A mild dispute about the rules of tourist photography happened last night in downtown Savannah, or rather in the tourist section around Congress Street. Serves me right for going there. What happened was more or less a repeat of an incident that happened five years ago. Nobody was rude, nobody shouted, it was all cool. But I was once again reminded that while I don’t hate tourists as a rule I really don’t like dealing with them as they always seem to have tedious attitudes. Here’s how it went down in 2011:
“I’m a Lebowski, you’re a Lebowski…just don’t expect me to stop and wait while you take a photo. Because I don’t do that, no offense.”
“I raised my camera to take a picture of a couple of Clydesdale horses, and right at that moment a heavyset woman who was about to walk in front of my viewing path went “oh” and stopped and waited. She was being polite, of course, but I’ve said before that waiting for someone to snap a photo is a mark of middle-class cluelessness about photography. A good photographer has to roll with what happens, and sometimes you can get a better shot if somebody or something is half-obscuring what you’re shooting. You never know, and you’re better off not knowing.

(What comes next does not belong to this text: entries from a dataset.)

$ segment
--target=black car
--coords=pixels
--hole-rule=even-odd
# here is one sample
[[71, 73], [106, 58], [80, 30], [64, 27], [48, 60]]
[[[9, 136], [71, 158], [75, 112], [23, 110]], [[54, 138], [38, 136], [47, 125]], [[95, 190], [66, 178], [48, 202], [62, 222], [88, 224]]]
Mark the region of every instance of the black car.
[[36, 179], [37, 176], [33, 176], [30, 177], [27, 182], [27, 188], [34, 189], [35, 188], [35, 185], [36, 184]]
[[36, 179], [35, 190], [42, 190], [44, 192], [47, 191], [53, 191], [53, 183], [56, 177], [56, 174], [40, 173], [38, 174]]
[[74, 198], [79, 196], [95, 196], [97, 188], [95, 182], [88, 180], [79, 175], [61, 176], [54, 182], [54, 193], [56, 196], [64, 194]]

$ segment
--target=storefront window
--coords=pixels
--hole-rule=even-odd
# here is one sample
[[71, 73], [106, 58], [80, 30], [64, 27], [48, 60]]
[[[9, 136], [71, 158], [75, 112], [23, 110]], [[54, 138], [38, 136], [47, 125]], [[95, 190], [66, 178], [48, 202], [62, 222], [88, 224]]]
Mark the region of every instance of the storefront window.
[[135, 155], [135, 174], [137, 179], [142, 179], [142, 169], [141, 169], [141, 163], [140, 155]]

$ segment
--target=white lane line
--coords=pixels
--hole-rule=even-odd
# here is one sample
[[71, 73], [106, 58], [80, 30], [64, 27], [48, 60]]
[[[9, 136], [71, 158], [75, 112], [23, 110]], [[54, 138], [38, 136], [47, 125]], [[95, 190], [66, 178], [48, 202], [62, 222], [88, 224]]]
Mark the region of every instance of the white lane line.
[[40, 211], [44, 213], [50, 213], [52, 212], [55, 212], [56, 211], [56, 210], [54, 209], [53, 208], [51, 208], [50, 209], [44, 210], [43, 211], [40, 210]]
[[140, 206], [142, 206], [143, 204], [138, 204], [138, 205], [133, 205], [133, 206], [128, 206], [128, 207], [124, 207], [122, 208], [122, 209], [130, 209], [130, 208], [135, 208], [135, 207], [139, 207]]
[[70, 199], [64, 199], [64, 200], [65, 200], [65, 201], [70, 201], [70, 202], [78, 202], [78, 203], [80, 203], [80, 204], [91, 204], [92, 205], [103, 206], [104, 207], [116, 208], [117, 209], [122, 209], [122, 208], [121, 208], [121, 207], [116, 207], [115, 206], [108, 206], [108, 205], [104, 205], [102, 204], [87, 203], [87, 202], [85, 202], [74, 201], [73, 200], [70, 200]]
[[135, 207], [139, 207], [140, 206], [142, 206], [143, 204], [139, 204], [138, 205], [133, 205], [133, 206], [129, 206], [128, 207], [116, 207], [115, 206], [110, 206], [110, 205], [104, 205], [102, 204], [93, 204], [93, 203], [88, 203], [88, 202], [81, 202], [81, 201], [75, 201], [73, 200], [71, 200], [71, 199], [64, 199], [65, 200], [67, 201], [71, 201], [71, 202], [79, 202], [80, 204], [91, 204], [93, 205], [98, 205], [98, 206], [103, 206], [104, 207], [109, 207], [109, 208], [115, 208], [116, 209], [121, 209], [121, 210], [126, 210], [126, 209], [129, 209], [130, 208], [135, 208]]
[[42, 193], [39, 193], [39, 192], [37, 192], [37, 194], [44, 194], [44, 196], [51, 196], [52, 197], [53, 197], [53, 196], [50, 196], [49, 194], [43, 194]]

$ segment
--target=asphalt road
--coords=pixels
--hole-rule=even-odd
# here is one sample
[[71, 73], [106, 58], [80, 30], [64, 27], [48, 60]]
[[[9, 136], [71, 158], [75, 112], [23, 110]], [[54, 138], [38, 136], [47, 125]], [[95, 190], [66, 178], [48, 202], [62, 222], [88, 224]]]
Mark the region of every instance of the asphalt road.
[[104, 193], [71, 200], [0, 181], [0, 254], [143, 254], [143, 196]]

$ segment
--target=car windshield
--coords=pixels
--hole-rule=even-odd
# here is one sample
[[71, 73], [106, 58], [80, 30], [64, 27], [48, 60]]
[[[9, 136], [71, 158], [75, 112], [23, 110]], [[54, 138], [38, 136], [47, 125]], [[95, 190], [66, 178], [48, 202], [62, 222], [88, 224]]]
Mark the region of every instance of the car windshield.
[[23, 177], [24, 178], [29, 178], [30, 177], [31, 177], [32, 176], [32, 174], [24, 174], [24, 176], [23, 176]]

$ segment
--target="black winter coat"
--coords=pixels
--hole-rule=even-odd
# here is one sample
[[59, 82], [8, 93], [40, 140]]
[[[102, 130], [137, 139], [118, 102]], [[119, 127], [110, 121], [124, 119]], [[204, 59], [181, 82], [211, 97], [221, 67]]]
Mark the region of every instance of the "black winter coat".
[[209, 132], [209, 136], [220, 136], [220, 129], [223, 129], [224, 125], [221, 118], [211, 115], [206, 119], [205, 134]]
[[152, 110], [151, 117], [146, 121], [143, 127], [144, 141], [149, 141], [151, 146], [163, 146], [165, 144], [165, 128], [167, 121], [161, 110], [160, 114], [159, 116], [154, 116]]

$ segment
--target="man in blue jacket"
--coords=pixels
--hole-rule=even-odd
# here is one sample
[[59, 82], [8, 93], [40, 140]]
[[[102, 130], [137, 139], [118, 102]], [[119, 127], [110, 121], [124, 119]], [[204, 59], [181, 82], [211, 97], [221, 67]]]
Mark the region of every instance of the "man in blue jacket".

“I never stop and wait for a picture to be taken…ever.
“In any case, I said ‘thanks…it’s okay…it’s cool’ to the woman. But I didn’t say it the right way. She took umbrage and asked if I had an attitude problem. I was just trying to escape but to mess with her I said ‘uh, yeah, I guess I do.’ She stopped in her tracks. “What is your problem?” People like you, I wanted to say. People who don’t understand that one of the tenets of mediocre photography is refusing to accept the natural unruliness of life and to just go with what happens when you’re shooting and stop trying to control everything. But instead I said ‘it’s cool, doesn’t matter’ and turned away.”